Transoral Incisionless Fundoplication – TIF
It finds a place when open fundoplication is not required. In TIF, several folds of the barrier are created at the base of the esophagus using a device called EsophyX. This barrier then acts as a valve that stops acid reflux into the esophagus from the stomach. EsophyX is inserted into the esophagus through the mouth. This means it is not associated with incisions as seen in fundoplication. You can go for this surgical approach if you don’t want to be placed on medications or you don’t like an invasive surgery.
If you are considering this option, speak to your doctor for further information and preparation modalities.
This is good for outpatients. A thin and flexible tube that can be inserted into your esophagus, an endoscope, is used to perform this procedure. An electrode is attached at the end of the tube. This electrode then generates heat in the tissues of your esophagus so that tiny cuts are created. The tiny cuts will eventually form a scar tissue around the sphincter in your esophagus that blocks the nerves that usually responds to the invading acid. It is plausible in symptom elimination or relief as the case may be. Plus, it is more cost friendly when compared with fundoplication.
Preparatory ritual for this procedure is the same with fundoplication.

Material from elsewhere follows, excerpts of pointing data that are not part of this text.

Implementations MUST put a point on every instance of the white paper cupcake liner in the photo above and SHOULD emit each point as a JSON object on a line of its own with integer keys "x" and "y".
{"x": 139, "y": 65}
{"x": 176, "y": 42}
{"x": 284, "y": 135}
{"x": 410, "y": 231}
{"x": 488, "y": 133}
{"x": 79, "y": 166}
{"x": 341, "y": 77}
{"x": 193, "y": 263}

Notwithstanding, seek further information from your doctor.
Bard EndoCinch System
This procedure uses an endoscope to create pleats from stitches in the faulty sphincter. These pleats strengthen the sphincter. It is not as common as others listed above. You might want to find out more about this procedure from your doctor if it comes with insurance or not. The cost implications should also be found out.
Recovery is determined by the surgery option – traditional or laparoscopic. While traditional is more invasive, painful and has a long time both in the hospital (1 week) and for recovery (6 weeks), the laparoscopic approach is not so. It will take only a few days for you to be operated upon and you are back on your feet in a week’s time. Plus, less pain will be felt and it is less invasive.
Whatever approach the doctor uses depends on your overall health state. He will help you assess all of the factors before he adopts the very best for you. Fundoplication happens to be the most common.
Before GERD is embarked upon, dietary changes and some medications will be recommended for you by your doctor. Failure in any of those will prompt the doctor to go ahead with the surgery anyway
Surgery is a two-way approach to treating GERD. One, it is the last option of treating GERD. Two, it can be a patient’s request in order to avoid the stress from long-term placement on medications. But your doctor will help you make the right choice based on the state of your esophagus, your insurance coverage, your financial status amongst other noble factors.
For more well-known surgeries adopted in treating GERD, the outlook is quite good. Most people suffering from GERD get relieved from their symptoms and in some instances, the symptoms completely disappear. Newer or the not-too-common surgical treatments haven’t had sufficient proof of effectiveness. Studies on them are still ongoing.
A line is a ring of small magnetic beads of titanium. It can be wrapped around the sphincter for strength. That is what linx surgery does. The beads move so close to keep the esophagus in the right function state – normal opening and closure for food passage.
It is less invasive, less painful and has a short recovery time when compared to the traditional method. It is very good for acid reflux relief although it is barely a new method.